I just bought a new BX23SLSB-R Backhoe (my first) and I have a leak down on all hydraulic items. I noticed the stabilizers and backhoe lowered a little during the hour I used it. I parked it and noticed everything leaking down to the ground in a day or so. I was hoping to hear the truth before I call the Dealer and hear something other then the truth.


----------



## RC Wells (Dec 26, 2008)

Call the dealer. You should have virtually no drift of the hydraulics on a Kubota product that has been properly set up. 

To minimize stress on the hydraulics always release the pressure on everything once they are shut down.


----------



## Hoodoo Valley (Nov 14, 2006)

Well, first off, welcome to the forum! I own a Kubota BX 2200 and I also own a John Deere 990. No back hoe on either, but I know that my Deere loader bleeds down fairly rapidly, and the dealer informed me that this was normal. However, I think that it's not normal, and the hydraulics should hold under no load. It becomes a safety issue in my opinion. I'd do a general search online and see if you can pick up hits off the web about this issue, and if you see evidence of it, then it's probably as my dealer told me. However, if you find no hits, then I'd approach the dealer with your guns loaded! (figure of speech you understand?)


----------



## Hancock (Jan 7, 2018)

Tractor Beam said:


> Well, first off, welcome to the forum! I own a Kubota BX 2200 and I also own a John Deere 990. No back hoe on either, but I know that my Deere loader bleeds down fairly rapidly, and the dealer informed me that this was normal. However, I think that it's not normal, and the hydraulics should hold under no load. It becomes a safety issue in my opinion. I'd do a general search online and see if you can pick up hits off the web about this issue, and if you see evidence of it, then it's probably as my dealer told me.

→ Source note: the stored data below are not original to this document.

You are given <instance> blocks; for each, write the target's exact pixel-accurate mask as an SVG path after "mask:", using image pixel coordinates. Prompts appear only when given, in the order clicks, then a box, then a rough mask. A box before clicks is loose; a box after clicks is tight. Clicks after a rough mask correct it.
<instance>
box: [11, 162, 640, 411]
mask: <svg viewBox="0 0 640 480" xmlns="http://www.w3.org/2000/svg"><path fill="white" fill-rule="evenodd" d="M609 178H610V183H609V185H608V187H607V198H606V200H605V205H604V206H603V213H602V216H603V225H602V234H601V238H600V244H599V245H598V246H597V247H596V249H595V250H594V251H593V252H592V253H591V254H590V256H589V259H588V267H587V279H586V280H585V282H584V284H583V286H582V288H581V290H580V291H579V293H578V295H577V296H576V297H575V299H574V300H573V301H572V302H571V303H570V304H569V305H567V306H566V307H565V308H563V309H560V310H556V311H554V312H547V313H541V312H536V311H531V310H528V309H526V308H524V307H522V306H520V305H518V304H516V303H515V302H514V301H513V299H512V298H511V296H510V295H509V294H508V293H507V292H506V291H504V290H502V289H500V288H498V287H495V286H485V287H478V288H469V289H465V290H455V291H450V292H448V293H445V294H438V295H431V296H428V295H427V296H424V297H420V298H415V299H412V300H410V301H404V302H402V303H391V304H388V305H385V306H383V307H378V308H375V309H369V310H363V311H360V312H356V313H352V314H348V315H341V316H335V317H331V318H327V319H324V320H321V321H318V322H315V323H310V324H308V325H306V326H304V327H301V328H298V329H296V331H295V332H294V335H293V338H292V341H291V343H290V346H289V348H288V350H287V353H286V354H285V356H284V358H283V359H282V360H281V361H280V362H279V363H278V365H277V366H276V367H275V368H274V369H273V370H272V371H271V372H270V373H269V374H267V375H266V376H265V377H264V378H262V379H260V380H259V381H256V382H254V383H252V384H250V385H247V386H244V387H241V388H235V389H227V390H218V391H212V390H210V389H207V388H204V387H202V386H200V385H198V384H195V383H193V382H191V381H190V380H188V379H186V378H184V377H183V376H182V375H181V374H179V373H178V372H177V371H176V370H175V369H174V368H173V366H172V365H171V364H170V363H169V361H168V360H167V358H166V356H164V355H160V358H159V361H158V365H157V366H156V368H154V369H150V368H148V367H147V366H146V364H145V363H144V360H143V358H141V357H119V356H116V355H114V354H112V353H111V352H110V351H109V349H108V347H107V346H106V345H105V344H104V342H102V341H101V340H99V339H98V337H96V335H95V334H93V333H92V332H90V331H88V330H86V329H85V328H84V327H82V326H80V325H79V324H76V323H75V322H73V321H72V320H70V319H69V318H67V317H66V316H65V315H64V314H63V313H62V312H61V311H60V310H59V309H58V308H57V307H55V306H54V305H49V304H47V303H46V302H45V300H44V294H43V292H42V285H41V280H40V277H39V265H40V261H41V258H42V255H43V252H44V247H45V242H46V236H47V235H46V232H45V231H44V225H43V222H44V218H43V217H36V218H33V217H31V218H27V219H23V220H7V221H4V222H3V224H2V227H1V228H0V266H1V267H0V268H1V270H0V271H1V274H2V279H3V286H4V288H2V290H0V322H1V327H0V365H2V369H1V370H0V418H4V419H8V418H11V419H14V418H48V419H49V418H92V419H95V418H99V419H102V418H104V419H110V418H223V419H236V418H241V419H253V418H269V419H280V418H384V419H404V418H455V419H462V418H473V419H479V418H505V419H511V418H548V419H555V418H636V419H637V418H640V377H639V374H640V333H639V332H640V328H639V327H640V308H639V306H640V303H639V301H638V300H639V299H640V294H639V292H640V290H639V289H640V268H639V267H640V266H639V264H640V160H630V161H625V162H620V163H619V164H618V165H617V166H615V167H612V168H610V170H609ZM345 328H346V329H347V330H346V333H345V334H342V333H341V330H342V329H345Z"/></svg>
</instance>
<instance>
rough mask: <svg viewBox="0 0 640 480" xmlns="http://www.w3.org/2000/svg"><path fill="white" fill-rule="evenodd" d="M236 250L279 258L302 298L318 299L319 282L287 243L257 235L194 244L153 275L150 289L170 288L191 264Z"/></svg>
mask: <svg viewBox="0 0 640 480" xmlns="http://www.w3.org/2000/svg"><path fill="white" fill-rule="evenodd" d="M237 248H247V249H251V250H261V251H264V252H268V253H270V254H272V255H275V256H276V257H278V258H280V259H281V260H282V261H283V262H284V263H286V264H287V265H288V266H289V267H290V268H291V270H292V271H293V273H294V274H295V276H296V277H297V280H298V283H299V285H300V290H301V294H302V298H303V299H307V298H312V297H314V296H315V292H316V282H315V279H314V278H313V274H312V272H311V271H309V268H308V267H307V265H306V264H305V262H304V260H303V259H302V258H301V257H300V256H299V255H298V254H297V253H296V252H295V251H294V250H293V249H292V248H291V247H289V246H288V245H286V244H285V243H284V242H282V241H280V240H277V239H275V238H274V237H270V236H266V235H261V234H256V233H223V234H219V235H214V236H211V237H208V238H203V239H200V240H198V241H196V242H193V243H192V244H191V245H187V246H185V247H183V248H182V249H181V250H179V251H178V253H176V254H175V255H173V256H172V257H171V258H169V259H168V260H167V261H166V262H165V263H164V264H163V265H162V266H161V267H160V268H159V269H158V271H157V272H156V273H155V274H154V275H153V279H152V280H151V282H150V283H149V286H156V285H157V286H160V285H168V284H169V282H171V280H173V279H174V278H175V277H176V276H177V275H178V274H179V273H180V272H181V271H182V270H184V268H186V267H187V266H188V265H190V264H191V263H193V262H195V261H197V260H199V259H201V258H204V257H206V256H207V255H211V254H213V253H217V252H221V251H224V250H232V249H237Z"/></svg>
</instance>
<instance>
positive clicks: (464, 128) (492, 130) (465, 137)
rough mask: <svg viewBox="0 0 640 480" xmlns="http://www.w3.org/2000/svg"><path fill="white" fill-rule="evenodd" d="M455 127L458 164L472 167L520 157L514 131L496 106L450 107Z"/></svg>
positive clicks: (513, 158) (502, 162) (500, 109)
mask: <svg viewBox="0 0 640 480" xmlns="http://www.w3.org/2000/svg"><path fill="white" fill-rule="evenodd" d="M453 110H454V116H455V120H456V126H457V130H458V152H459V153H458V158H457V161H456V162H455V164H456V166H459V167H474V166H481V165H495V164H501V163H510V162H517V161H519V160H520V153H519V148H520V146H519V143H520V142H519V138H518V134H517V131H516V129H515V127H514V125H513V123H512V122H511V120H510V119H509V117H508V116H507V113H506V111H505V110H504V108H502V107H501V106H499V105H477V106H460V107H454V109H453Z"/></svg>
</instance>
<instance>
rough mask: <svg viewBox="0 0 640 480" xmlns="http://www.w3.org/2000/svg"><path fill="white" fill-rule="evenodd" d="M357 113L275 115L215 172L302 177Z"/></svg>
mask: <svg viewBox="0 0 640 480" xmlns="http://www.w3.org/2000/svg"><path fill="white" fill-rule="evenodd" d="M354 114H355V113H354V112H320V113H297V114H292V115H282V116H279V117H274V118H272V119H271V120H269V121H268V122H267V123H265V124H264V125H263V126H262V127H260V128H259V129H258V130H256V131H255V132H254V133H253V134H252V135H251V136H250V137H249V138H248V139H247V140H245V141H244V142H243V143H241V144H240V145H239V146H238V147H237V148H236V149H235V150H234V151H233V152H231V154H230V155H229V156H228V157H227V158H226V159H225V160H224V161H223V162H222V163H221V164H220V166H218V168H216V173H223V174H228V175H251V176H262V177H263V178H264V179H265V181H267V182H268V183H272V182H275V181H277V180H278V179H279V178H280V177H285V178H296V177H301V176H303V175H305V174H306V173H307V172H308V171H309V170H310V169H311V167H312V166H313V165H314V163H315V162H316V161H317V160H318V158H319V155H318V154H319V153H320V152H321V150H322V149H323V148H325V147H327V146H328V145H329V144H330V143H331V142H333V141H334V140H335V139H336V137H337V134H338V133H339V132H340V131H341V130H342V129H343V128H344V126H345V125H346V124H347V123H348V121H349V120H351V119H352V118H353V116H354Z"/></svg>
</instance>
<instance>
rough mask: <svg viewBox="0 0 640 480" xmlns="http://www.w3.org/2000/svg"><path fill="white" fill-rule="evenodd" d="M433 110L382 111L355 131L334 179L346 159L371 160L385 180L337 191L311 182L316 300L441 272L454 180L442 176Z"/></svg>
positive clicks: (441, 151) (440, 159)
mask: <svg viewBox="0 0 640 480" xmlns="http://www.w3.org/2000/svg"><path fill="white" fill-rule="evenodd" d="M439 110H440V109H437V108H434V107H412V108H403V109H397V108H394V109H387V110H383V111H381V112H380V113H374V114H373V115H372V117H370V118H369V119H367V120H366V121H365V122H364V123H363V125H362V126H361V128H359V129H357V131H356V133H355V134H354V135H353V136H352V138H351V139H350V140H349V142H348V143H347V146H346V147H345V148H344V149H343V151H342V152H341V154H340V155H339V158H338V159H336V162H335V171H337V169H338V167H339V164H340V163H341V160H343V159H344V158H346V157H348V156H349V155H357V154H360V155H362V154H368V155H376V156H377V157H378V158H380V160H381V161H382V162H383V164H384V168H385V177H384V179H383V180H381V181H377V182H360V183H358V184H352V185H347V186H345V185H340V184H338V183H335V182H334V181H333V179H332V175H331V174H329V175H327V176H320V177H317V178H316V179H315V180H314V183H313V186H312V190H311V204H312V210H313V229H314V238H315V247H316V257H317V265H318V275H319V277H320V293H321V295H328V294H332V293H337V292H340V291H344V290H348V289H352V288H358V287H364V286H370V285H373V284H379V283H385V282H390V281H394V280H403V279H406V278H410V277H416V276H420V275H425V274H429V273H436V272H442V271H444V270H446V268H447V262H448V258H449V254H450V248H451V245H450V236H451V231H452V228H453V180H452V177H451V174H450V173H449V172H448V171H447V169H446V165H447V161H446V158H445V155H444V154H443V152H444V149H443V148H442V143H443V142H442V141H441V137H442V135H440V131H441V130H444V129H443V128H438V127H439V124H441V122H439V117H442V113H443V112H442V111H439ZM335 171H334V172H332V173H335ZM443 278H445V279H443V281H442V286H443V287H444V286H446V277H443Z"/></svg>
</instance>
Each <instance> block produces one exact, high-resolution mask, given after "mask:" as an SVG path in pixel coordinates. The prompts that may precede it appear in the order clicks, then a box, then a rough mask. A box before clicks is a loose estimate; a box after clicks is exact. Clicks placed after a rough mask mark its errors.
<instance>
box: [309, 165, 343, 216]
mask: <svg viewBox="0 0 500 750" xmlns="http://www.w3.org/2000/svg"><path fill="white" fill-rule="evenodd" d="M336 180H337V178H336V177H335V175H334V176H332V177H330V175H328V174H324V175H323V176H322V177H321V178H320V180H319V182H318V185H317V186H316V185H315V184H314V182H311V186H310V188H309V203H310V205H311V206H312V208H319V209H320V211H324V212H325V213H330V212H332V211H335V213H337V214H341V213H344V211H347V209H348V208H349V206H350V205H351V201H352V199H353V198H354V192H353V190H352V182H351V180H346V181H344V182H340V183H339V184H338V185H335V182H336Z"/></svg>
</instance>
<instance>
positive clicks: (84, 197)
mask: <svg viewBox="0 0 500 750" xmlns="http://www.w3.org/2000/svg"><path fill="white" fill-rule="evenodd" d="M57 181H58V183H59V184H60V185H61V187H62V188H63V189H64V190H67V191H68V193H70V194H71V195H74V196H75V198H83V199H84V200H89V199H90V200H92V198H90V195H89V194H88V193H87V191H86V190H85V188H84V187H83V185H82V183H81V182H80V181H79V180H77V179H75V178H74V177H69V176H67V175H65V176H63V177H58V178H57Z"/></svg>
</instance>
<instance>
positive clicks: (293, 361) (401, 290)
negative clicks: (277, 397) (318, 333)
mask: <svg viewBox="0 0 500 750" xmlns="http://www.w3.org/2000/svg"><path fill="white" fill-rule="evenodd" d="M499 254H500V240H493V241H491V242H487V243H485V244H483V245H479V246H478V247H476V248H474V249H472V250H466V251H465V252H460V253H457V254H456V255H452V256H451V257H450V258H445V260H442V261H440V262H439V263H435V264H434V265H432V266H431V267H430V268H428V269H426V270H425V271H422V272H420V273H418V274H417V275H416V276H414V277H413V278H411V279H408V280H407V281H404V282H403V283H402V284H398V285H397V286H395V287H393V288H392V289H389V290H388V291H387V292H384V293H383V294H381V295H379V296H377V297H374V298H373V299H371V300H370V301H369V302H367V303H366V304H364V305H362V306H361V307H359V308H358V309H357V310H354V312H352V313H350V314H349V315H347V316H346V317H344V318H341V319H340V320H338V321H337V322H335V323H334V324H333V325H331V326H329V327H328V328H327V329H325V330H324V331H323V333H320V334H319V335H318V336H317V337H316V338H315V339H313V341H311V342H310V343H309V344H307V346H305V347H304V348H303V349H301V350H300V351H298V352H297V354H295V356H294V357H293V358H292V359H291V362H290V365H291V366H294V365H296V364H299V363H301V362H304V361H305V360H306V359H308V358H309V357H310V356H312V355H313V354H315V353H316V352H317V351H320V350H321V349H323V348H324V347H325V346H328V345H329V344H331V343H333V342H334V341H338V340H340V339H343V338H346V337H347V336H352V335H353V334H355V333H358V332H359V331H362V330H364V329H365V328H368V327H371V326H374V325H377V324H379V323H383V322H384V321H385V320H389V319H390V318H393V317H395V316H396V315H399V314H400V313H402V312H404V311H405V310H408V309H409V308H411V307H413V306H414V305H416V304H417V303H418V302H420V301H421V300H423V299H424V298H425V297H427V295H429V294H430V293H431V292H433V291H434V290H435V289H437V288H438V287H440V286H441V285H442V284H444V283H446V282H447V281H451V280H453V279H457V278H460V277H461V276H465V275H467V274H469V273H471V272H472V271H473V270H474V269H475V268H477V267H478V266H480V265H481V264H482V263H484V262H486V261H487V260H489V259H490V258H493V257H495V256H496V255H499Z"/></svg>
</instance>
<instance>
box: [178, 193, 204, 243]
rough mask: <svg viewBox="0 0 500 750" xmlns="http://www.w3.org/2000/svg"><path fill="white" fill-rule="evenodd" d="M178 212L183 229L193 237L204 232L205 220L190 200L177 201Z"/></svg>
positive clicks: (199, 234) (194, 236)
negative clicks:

However, if you find no hits, then I'd approach the dealer with your guns loaded! (figure of speech you understand?)


I'm no service tech, but my L 35 Kubota does not leak down that rapidly, it is a 1996 year model. 


Sent from my iPhone using Tractor Forum


----------



## pogobill (Jan 31, 2012)

I'm with RC. There should be no noticeable leak down at all. Does the front end loader boom and bucket leak down as well?


----------